She’s informed. She’s omnipresent. And she once called Ann Coulter a “horse-faced tranny” on MSNBC.
“Now I kind of wish I’d said something worse,” jokes Ana Marie Cox, the Washington journalist who serves up politics with liberal seasoning and a side of snark.
The founding editor of political satire blog Wonkette, Cox now waxes wonky as a correspondent for GQ, a frequent guest on The Rachel Maddow Show, and a hardcore tweeter. A self-described nerd, Cox entertains her million-plus Twitter followers with confessions of bad ’80s hair, shout-outs to beloved indie rock bands, and links to cool politi-stuff—like her recent interview with Gov. Schwarzenegger (Ahnuld Sez Gerrymandering Is for Girly Men).
On October 15, Cox comes to town to speak at Politics, Sex & Cocktails, a benefit for the Planned Parenthood Action Fund of Santa Barbara, Ventura, and San Luis Obispo Counties (tickets and information).
But first, she spoke to slightly starstruck me:
Why do politics fire you up? What do you love about that world? I sometimes refer to Washington, D.C., as a “life-sized ant farm,” because what I love about D.C. is how weird it is and how much fun I have just observing it. It’s also the only world capital run almost entirely by nerds. The people who got picked last for kickball? They’re deciding how much you should pay in taxes. And if we should go to war. I got picked last for kickball a lot myself, yes.
How do you feel about the word “pundit”? You’re not one of those, are you? “Pundit” is a funny word, both because it sounds vaguely dirty—like a euphemism for genitals—and because it means pretty much nothing. It means, “someone who has an opinion about politics” and has a platform to share that opinion. In the current media environment, that means everyone. So, yeah, I’m a pundit. But so are you!
Meg Whitman’s record-shattering personal campaign spending raises concerns about “buying” public office. Where’s this phenomenon headed? We already see that those elected to office are, on average, much more wealthy than those they represent. If we get to a place where the connection between wealth and public office isn’t just a matter of “who has the time and background necessary to be in public office” but rather, “who can literally afford to be in public office,” maybe people will notice. As with most of the ills that plague American democracy, I think this is a problem that substantial voter participation would fix.
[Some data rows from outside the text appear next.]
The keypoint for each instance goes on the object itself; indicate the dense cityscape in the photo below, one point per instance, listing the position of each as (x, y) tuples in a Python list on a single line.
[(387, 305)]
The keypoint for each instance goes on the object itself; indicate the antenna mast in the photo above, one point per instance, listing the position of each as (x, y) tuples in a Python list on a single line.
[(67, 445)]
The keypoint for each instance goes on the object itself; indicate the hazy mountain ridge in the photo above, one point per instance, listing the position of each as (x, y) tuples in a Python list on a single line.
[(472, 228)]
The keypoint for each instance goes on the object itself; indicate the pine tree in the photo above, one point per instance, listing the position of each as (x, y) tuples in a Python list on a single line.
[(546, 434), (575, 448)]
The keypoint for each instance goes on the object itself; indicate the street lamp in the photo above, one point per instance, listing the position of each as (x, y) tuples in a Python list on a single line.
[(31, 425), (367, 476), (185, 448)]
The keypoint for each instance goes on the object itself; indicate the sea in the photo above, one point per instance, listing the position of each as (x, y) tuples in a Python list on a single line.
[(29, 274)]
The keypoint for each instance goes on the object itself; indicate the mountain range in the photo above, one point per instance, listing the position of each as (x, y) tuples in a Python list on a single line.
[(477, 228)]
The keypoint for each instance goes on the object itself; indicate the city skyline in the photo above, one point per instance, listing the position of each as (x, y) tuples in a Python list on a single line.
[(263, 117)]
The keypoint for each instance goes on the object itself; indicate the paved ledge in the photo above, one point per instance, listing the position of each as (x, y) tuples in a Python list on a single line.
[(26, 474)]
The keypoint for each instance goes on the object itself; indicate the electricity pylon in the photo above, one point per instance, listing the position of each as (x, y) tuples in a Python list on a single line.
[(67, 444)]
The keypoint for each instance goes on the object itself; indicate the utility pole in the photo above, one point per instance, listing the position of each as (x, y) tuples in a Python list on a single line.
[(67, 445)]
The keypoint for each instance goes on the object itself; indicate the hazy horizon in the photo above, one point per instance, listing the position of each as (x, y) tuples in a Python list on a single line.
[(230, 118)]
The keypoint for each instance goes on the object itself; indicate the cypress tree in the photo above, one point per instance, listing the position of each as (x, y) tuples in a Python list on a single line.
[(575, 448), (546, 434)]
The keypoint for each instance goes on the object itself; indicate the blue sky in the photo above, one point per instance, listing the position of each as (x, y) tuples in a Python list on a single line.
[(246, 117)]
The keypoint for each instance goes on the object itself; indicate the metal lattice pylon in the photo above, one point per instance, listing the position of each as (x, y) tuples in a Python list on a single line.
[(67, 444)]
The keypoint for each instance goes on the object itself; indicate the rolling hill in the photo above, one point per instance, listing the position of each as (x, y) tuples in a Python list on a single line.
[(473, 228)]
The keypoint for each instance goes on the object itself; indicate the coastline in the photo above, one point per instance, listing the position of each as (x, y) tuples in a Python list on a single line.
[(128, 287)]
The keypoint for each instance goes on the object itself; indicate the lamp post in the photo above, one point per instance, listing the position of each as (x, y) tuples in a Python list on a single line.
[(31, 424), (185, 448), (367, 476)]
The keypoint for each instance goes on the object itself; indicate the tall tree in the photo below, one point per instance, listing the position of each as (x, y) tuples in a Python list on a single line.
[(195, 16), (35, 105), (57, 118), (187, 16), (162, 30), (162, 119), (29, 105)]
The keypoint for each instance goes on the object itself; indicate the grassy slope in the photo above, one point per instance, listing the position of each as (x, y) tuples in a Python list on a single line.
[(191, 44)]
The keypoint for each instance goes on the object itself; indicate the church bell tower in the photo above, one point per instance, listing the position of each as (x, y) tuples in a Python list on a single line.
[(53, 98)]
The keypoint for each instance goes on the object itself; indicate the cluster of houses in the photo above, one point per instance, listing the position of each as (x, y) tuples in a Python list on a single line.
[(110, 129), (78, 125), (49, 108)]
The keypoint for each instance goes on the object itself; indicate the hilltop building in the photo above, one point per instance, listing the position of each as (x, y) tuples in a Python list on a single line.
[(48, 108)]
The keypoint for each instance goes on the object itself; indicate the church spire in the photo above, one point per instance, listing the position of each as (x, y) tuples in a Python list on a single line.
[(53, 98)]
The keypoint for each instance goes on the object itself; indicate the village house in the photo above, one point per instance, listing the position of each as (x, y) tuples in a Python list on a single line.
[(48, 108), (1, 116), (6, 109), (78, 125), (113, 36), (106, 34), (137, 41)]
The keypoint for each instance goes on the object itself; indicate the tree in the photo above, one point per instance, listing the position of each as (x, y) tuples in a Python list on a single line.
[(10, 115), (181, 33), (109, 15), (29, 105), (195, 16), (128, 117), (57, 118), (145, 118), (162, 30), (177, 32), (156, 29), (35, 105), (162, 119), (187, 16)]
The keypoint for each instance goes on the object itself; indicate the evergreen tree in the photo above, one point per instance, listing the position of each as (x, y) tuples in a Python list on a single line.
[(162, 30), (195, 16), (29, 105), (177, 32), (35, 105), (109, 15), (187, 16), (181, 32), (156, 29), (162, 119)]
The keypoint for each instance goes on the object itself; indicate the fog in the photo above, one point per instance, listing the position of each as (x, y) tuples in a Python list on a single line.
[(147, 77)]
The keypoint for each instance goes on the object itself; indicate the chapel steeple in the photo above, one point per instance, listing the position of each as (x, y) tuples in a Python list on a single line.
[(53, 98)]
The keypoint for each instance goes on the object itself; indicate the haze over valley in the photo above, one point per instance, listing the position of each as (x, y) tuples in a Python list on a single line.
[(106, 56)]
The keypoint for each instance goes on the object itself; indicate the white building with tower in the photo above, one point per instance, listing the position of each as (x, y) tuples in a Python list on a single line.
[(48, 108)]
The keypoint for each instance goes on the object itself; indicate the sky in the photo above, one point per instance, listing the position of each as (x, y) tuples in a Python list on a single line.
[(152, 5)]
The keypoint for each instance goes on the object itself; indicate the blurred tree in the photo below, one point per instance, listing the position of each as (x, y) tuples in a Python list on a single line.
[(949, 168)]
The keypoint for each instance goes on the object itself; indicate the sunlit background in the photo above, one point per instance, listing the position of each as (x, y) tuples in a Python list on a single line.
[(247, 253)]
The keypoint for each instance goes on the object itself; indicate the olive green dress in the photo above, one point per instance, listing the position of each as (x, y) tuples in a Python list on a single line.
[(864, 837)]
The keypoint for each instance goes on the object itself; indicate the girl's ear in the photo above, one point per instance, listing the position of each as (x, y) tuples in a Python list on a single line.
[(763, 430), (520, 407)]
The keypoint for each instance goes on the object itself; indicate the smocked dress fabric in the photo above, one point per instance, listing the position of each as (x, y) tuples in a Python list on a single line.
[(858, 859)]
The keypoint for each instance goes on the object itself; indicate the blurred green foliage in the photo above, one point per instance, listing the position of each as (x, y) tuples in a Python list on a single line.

Is the rest of the country watching California’s Prop. 19 battle with interest? Or are they convinced we’re just a bunch of stoners? We think you’re stoners. Weirdly homophobic stoners. (Though the passage of the marijuana measure would sort of explain how people wound up voting for Prop. 8—confusion, paranoia, etc.)
You’re everywhere! TV, magazines, blogosphere. What’s the “get” you still haven’t got? I would love to go on The Daily Show. Sniff. And I have not yet actually been allowed to ask a question at a presidential press conference. I think the odds are probably better for that than The Daily Show, though.
Looking at the state of politics, it’s easy to get sucked into despair. Give it to us straight, Ana: Is it all going to hell? No. I mean, it’s bad. I won’t sugarcoat it. After the Supreme Court decision allowing for anonymous political donations, we’re likely to see the ugliest election cycles in modern history (yes, worse than 2008), but every time someone votes, it’s a chance for things to get better. So don’t give up.